De fondo luce el perfume del césped, que decora una mirada cuya luz terminó por apagarse en la tarde del último 18 de noviembre, tras horas de haber agonizado por una bala que le disparó un oficial e inmediatamente le produjo muerte cerebral seguida de un deceso absoluto.
Como tantos otros jóvenes, Lucas soñaba a sus 17 años con crecer a partir del fútbol, un deporte cuya popularidad lo convierte en policlasista para las masas y una oportunidad de ascenso social para los sectores postergados.
Había salido de entrenar; y entrada la noche, ingresó junto a dos amigos a un kiosco cerca de la Villa 21-24 del conurbano bonaerense para pedir unos jugos.
Un patrullero que pasaba por allí apeló a la portación de rostro e imaginó que los adolescentes estaban efectuando un asalto.
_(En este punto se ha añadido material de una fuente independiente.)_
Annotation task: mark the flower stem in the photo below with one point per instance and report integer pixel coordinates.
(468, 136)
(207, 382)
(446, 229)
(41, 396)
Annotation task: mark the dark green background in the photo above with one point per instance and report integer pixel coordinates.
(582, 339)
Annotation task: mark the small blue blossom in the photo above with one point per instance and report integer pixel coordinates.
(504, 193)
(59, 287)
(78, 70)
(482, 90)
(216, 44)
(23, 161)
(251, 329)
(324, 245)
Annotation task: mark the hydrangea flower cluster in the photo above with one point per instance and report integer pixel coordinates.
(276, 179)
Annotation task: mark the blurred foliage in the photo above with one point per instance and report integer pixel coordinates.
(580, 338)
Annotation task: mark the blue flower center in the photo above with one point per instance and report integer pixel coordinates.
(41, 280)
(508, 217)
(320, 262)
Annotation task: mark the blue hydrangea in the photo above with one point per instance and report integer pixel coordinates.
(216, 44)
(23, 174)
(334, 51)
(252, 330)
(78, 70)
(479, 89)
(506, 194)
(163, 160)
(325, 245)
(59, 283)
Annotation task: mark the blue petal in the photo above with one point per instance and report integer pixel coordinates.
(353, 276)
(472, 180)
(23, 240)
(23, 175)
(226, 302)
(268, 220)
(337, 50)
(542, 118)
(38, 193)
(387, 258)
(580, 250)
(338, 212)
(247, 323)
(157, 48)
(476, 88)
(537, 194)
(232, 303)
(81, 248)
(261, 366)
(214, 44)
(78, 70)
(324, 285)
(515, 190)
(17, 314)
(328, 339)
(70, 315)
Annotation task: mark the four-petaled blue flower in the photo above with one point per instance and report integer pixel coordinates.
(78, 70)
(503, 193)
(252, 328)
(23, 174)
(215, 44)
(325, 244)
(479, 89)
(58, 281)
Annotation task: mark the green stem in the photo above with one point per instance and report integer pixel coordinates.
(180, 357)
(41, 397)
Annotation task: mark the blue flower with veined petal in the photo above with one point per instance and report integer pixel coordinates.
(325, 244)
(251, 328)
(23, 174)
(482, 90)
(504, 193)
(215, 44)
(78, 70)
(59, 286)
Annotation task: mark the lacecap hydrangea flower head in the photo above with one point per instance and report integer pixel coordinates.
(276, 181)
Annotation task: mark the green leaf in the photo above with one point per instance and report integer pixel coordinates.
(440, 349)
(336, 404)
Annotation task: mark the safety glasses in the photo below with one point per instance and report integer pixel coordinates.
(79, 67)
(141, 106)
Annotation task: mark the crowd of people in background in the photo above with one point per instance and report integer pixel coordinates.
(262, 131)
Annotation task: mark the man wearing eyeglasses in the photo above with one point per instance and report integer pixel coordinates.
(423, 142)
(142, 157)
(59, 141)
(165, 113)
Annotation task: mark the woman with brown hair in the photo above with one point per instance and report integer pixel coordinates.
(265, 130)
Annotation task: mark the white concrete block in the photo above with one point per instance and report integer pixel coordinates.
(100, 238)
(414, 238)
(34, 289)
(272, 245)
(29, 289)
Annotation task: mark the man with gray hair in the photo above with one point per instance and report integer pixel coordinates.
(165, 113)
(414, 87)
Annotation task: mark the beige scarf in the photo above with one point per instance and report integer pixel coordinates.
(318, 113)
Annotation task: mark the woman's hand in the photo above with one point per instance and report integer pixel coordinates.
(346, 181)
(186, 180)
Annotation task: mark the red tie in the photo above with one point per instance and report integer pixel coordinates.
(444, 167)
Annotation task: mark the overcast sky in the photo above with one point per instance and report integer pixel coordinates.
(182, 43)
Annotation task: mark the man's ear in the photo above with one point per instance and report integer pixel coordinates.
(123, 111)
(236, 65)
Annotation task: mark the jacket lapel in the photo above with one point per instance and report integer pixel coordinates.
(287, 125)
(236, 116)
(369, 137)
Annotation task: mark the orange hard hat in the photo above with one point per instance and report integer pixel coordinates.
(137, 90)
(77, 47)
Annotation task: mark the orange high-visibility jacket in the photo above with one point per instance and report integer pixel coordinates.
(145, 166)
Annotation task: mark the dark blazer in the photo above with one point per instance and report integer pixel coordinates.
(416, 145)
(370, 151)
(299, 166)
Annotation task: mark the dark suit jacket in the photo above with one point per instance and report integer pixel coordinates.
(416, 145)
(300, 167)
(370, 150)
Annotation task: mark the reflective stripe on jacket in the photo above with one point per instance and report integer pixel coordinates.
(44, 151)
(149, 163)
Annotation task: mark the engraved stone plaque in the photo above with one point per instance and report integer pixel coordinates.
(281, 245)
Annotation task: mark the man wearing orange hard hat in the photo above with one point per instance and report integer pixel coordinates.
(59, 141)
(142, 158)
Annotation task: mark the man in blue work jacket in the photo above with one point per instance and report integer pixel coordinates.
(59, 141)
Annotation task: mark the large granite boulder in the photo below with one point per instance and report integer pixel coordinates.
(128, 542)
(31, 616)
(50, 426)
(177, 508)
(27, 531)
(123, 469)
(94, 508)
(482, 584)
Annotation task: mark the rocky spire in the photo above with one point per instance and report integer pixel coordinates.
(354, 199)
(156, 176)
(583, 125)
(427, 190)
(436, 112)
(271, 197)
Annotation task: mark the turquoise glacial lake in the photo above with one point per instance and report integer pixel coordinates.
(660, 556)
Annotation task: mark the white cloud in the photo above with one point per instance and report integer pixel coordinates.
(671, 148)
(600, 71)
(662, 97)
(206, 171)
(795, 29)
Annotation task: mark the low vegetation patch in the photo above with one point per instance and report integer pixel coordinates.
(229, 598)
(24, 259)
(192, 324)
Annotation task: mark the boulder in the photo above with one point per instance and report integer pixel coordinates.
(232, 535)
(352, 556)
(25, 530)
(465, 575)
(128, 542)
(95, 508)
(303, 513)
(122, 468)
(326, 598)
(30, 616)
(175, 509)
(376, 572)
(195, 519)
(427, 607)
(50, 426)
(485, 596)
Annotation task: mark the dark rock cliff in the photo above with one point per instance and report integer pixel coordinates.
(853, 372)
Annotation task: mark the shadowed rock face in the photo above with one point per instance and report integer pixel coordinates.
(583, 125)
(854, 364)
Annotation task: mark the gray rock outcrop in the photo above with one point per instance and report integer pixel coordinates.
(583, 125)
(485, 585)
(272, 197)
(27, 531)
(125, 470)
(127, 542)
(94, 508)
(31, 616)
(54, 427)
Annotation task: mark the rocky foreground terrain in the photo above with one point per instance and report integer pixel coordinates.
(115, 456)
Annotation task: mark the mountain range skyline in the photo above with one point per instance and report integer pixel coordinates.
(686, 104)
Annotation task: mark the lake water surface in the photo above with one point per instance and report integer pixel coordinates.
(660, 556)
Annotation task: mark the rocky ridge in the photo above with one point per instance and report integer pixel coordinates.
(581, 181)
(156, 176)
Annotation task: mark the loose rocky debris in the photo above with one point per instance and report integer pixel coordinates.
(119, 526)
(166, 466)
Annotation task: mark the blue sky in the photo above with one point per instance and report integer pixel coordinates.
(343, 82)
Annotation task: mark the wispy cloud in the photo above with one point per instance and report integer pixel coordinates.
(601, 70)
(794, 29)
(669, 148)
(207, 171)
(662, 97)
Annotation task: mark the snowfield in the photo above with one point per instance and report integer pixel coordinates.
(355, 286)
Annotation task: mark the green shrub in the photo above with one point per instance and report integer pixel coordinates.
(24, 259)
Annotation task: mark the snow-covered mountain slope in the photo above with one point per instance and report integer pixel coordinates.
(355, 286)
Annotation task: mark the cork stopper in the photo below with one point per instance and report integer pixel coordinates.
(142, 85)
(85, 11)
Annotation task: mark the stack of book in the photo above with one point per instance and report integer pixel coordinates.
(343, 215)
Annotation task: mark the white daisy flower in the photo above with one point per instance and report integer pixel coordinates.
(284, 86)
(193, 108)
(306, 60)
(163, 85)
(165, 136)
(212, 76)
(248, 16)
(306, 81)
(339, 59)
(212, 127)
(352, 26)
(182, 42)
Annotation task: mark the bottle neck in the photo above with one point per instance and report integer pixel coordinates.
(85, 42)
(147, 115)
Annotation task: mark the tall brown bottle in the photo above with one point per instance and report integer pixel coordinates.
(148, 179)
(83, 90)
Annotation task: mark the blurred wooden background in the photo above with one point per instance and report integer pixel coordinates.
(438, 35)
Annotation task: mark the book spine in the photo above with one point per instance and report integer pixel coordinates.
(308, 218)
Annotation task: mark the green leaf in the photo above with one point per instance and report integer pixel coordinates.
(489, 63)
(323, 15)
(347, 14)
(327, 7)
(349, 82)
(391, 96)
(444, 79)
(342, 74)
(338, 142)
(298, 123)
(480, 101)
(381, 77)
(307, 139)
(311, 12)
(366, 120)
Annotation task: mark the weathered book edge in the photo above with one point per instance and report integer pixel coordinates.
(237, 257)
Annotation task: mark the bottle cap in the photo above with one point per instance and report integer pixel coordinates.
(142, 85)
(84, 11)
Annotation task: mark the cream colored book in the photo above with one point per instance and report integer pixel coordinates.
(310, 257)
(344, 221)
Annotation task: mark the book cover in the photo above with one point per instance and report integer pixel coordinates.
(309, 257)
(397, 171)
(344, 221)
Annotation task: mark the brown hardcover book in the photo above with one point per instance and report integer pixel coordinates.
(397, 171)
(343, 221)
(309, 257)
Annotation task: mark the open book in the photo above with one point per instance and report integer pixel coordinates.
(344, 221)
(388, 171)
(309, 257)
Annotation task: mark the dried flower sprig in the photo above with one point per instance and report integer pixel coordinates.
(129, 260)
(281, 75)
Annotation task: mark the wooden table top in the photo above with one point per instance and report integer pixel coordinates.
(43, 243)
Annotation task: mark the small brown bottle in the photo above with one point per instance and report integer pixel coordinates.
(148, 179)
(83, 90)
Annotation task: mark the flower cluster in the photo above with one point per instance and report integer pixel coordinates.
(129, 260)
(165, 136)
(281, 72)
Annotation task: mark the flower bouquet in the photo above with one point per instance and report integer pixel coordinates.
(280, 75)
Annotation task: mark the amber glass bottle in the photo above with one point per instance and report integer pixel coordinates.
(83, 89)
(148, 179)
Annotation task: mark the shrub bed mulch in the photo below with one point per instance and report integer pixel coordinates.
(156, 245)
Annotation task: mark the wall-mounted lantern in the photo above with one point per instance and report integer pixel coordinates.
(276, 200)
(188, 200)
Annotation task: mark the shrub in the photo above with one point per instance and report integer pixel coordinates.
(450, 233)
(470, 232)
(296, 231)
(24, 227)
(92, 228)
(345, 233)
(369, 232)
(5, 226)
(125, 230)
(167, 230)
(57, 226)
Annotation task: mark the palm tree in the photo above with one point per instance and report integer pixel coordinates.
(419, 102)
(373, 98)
Los oficiales desenfundaron las armas y apuntaron. Los menores se asustaron y mientras escapaban hubo uno que no pudo seguir.
A Lucas lo mataron por las dudas, abusando de un poder que estigmatiza a los grupos más humildes y los identifica con la delincuencia.
Llamó la atención que ningún referente del fútbol ni el gremio de jugadores profesionales saliera a reclamar por el juvenil del club Barracas Central; en definitiva, uno de los suyos.
Estas escenas de gatillo fácil, que lamentablemente se repiten una y otra vez desde hace décadas, tienen un mismo patrón: las autoridades policiales que persiguen, matan y luego se desentienden de los hechos, obstruyendo las investigaciones y contaminando pruebas.
¿Qué fallan: las leyes, los jueces, el Estado en su máxima expresión?
La tragedia, de algún modo, permite poner en suspenso el creciente discurso de la mano dura como solución más efectiva a los episodios de violencia.
Ninguna sociedad puede mejorar si sobrevuelan balas sin criterio que pueden impactar en cualquier persona y terminar con vidas inocentes, destruyendo al mismo tiempo a familias completas.
Si hay ausencias que duelen, ésas son las partidas perpetuas.